Many business processes require a special kind of business intelligence applied to it for it to be really meaningful. We at Global 360 call this BI that is specialized for process “Process Intelligence”, and we have a product called Insight360 that is ideally suited for it. It has two components to it that are both crucial to this whole measurement concept, simulation and analytics. The simulator allows one to model a high level business process made up of both human and system activities. One can setup participants who can work varying roles, be assigned costs, and even be assigned performance factors such as Mary works 30% faster than Bill. One can set up arrival patterns that describe how work enters the process, and these are so configurable that for example one can assign any one of about fifteen kinds of statistical distributions to it.
Bruce Silver, an independent analyst who focuses on BPM, wrote a pretty interesting post about simulators back in March of this year called Is Simulation Fake? .

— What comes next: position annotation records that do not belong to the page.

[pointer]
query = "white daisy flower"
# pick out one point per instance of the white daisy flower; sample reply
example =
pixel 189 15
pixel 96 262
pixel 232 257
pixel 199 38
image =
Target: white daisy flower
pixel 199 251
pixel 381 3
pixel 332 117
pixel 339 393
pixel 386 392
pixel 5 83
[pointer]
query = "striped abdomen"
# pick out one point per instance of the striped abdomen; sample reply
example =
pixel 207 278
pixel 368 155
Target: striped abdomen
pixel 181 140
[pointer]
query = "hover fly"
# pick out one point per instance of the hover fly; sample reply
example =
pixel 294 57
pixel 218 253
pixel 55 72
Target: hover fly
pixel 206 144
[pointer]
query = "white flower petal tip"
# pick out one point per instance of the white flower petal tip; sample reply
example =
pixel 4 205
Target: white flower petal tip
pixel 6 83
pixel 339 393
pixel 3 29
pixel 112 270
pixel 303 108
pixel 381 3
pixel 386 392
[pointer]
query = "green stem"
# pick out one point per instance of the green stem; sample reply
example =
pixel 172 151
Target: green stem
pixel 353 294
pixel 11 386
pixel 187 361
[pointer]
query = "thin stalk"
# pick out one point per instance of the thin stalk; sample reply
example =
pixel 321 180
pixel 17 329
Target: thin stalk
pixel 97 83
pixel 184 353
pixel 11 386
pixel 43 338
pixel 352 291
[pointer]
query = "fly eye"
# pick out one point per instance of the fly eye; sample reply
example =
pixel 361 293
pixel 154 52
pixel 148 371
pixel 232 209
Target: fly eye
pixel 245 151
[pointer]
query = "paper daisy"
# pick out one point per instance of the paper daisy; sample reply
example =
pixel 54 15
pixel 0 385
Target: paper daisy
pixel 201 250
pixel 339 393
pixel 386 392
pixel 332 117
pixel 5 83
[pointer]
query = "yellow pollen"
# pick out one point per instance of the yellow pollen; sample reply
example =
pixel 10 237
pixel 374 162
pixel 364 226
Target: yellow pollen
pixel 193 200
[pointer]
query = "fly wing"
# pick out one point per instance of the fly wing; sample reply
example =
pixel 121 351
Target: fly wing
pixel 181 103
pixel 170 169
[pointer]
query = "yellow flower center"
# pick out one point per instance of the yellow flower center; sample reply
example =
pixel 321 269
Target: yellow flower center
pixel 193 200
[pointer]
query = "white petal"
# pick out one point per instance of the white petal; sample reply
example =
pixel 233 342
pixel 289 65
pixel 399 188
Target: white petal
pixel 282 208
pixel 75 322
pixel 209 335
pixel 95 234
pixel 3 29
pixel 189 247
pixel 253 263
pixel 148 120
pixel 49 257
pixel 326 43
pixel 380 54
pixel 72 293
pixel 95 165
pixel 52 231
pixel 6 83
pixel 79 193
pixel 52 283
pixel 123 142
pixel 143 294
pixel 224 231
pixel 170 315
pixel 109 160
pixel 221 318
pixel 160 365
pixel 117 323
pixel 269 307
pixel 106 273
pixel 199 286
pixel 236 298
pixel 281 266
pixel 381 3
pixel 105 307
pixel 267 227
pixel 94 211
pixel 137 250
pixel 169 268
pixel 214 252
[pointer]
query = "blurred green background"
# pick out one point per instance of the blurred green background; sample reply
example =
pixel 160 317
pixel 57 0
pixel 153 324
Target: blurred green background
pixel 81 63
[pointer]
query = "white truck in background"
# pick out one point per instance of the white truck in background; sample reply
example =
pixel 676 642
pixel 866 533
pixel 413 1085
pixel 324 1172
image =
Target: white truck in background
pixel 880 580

It’s a fair question. There are so many parameters and variables in a typical business process that it is hard to conceive of being able to represent the entire process in a model that takes it all into consideration properly. The newest release of Insight360 has almost all the features (and I feel all the important ones) that Bruce says are needed to keep a simulator from being fake. There is one concept it is missing that he speaks of that I had never even heard of before. This is the first scenario he talks about regarding predictive performance analysis in which he suggests one ought to be able to measure the process improvement at the model level. In other words, there should be some empirical process efficiency rating for a process or at least a way to measure one against the other that factors in how many activity hand-offs there are, points of failure, built-in time or resource constraints, etc. There ought to be some efficiency measurement you can know without having to run the scenarios with varying resources to see the improvements. Cool idea. We don’t have that yet though.
Regardless, Insight360 lets you accurately model your real world scenarios with all the parameters and configurations that generally matter for human-centric processes. You can then perform ‘what if’ scenarios such as what happens if I increase the number of people doing my health claims, or what if we started getting 50% more volume than normal.
All the simulation data (how long each process and activity took, how long it was in a waiting state, how much were the workers utilized, etc) gets structured into an OLAP cube that one can slice, dice, and visualize in the tool of one’s choice (We’re finding Excel 2007 is amazing at this and what’s really cool is one can easily post the excel charts in your SharePoint portal). This allows one to know the impact of a business change before it happens.
Some of our customers are starting to use this tool as a means to calculate the ROI of a process improvement project before they do it. They hold a Lean Six Sigma kaizen session to lean the process of its waste which results in an ‘As-Is’ state model and a ‘To-Be’ state model. Running the scenarios with expected work arrival volumes and time frames and resources shows the expected benefits and costs.
We often recommend using Insight360 before you implement any BPM project. You think you need to automate that process? How do you know your time is better spent fixing that process versus a different one? Exactly how much do you expect to gain by automating that portion of that process? How do you know if you haven’t first measured in some reliable way. And this is why we say, “You can’t manage what you can’t measure!”